09 Jun Let Your Body Wisdom be Your Guide
Decision-making can be an overwhelming task. In the process, we sometimes come to the conclusion that we’re at odds with ourselves, feeling that whichever option we choose will lead us to unhappiness, in one way or another. Tools like Choice Compass are designed to help us tap into our subconscious preferences — measuring and interpreting the types of physiological relations we have to specific options we set before ourselves. These reactions are referred to as “body wisdom” because they are bodily indicators of what the seemingly wise subconscious mind believes will result in more or less joy.

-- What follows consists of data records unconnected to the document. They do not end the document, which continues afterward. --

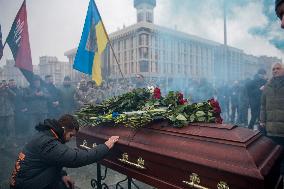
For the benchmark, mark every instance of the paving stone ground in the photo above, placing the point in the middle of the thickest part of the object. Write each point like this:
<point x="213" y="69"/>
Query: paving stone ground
<point x="82" y="176"/>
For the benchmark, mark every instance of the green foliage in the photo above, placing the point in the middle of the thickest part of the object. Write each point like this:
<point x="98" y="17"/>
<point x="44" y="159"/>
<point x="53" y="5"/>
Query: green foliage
<point x="138" y="108"/>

It would seem that using a tool like Choice Compass would take care of the majority of decision-making quandaries. If we assume that Choice Compass helps us to choose which of a pair of options will lead us to the greatest joy, it would follow that relying on Choice Compass for all of our decision-making needs would lead us to become happy with all of our decisions. But the truth is, we don’t really buy that. There are still going to be choices that “win” time and time again when we test them with Choice Compass, but that conflict with what we consciously feel we want. What to do then?
It’s important to consider three ideas when you’re in this situation:
1. Sometimes, there is no joyous outcome.
The idiom, “to be caught between a rock and a hard place,” seems apt for when no decision you make seems like the ideal because both decisions have more cons to them than pros. For example, maybe you’re in love with two different people and must choose between them. Or, what if the only two companies offering you a job in your field are ones you loathe? Your body wisdom can only tell you which answer will bring you the happiest outcome, even if what that really means is that it has to choose between the lesser of two evils.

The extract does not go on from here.